Saturday, April 25, 2015

Major Wilder Dwight: August 15, 1861

department Shenandoah, Maryland Heights,
August 15, 1861.

I have, probably, just time, this morning, to report to you our progress. The cold and wet made our tents an absolute necessity to us, and so yesterday General Banks ordered them brought on to the hill. The bushes were swept away, and again the plain whitened with our tents; and, as if to celebrate the occasion, the dull sky broke, the sun came out, and at evening the band was playing in the moonlight, and we were in camp again. Only our tents were left by the wagons. The rest of the baggage prudently retired behind the hill before sunset.

Yesterday the accounts from down the river of skirmishings and of a movement of the enemy kept up a flight of lively rumors through the camps. Two of the pieces of our battery were taken down the hill, and there was a preparation for movement, if necessary. We heard nothing during the night, however, and this morning, as the mist rises, it does not disclose the rapid advance of cavalry or the frowning presence of angry batteries. It is odd, however, to notice how imaginative are the optics of some men in camp. They are always seeing the enemy. A wagonload of rails seems a squadron of cavalry. A large Monday's wash near the horizon is an encampment. A clump of firs with two cows and a flock of sheep are as many as a thousand infantry. Their heated fancy detects a heavy cannonading or the rattle of musketry in every sound. All these thick-coming fancies are dissipated by a correct ear, or resolved by a good glass. It is a part of our life.  . . . I am giving personal attention to every detail of feeding and clothing, and expect to get the system so organized that it must always work right. It does work so now, but, in the exigencies of service, there are hitches and rubs inevitable. To allow for friction in human affairs, and to overcome it, is a problem that, in all new enterprises, has to be learned out of practical, experimental teachings.

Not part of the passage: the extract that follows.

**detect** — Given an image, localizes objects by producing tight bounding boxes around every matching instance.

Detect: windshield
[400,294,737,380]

What an outrage it is that the newspaper reporters cannot be checked! Yesterday's New York Times contains a full statement of number and strength of the regiments with this Division. These papers go South freely. Think what it would be to us if we could have daily papers from the South with statements of their forces, positions, and movements. It would give certainty to what is now the chief element of uncertainty. But the South does not allow the printing of such information, and would not let it come North if it did. I do not see how we can succeed, if we do
not take the obvious precaution of military affairs.  . . . I must go and see about a survey of condemned bread, about an issue of new shoes, about drill, &c., &c.  . . . We are building a road over the mountain fit for the passage of artillery and wagons. That keeps two companies busy every day.